Accessing phone records can be crucial to understanding how certain governments or government officials go about their business on any given day. For example, phone records and logs obtained by reporter Karen Crummy of the Denver Post raised serious questions about Stephanie Villafuerte’s involvement in the Cory Voorhis scandal.
The issue of open records and privately paid-for cell phones has recently become an issue in other states as well. In 2008, a student of Oklahoma State University discovered that hundreds of University officials were conducting university business on their personal cell phones, and using that as a basis to deny access to the phone records. OSU journalism professor Joey Senat said, “The notion put forth by OSU poses a serious threat to open government because it contains no limiting principle. If a record is secret because it’s on the mayor’s iPhone, then so are documents on the mayor’s own laptop even if he’s conducting the public’s business on it while seated at his office desk.”
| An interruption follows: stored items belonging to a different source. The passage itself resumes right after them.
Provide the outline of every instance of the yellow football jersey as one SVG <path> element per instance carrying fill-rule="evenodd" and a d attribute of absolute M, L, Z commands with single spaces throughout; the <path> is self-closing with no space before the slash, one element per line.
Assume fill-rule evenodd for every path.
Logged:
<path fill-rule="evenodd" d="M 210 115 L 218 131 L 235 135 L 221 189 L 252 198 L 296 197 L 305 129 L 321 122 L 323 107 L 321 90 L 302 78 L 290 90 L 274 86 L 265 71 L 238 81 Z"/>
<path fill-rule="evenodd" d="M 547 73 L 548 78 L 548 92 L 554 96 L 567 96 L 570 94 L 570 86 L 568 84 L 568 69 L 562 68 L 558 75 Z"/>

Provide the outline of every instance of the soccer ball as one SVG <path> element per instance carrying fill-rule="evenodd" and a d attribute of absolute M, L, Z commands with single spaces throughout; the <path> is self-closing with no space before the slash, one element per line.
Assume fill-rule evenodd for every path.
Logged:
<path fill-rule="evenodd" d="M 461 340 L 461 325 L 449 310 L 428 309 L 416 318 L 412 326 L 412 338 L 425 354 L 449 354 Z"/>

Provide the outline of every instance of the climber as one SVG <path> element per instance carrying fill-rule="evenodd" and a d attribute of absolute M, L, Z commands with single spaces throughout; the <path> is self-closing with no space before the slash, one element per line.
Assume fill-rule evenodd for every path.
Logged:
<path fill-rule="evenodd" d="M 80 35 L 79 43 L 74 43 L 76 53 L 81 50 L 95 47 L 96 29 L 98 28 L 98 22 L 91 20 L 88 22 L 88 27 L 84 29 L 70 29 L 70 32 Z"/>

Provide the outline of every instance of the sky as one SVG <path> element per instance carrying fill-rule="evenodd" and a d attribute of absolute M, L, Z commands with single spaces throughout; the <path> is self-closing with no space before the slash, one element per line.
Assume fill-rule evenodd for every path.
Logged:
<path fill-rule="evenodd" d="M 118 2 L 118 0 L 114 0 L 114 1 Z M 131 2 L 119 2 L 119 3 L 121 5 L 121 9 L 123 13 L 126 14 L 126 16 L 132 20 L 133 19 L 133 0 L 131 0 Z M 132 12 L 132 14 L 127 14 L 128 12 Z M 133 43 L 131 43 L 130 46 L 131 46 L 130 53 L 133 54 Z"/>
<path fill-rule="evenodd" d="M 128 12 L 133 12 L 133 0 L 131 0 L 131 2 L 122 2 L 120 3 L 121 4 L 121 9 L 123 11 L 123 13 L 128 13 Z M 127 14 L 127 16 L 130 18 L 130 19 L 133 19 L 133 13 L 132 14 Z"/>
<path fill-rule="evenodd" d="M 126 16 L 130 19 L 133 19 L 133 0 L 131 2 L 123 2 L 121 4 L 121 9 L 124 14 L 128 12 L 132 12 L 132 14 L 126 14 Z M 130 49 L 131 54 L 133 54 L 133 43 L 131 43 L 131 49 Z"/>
About one year later, Oklahoma Attorney General Drew Edmonson issued a binding opinion on the matter, saying, “People who use their personal PC’s (personal computers) or personal phones to conduct public business, there’s nothing improper about that, but the records that are generated on those instruments fall within the (Oklahoma) Open Records Act, and need to be preserved, unless they are otherwise deemed confidential, and need to be turned over upon request.”
“Maybe the Ritter Administration will one day regret the precedent they are setting when a Republican holds the Governorship, and the new Governor and their staff hide all of their activity thanks to the hard work of Mr. Ritter,” Caldara added. “But if this precedent is upheld by the Supreme Court, then the legislature may have to get involved.”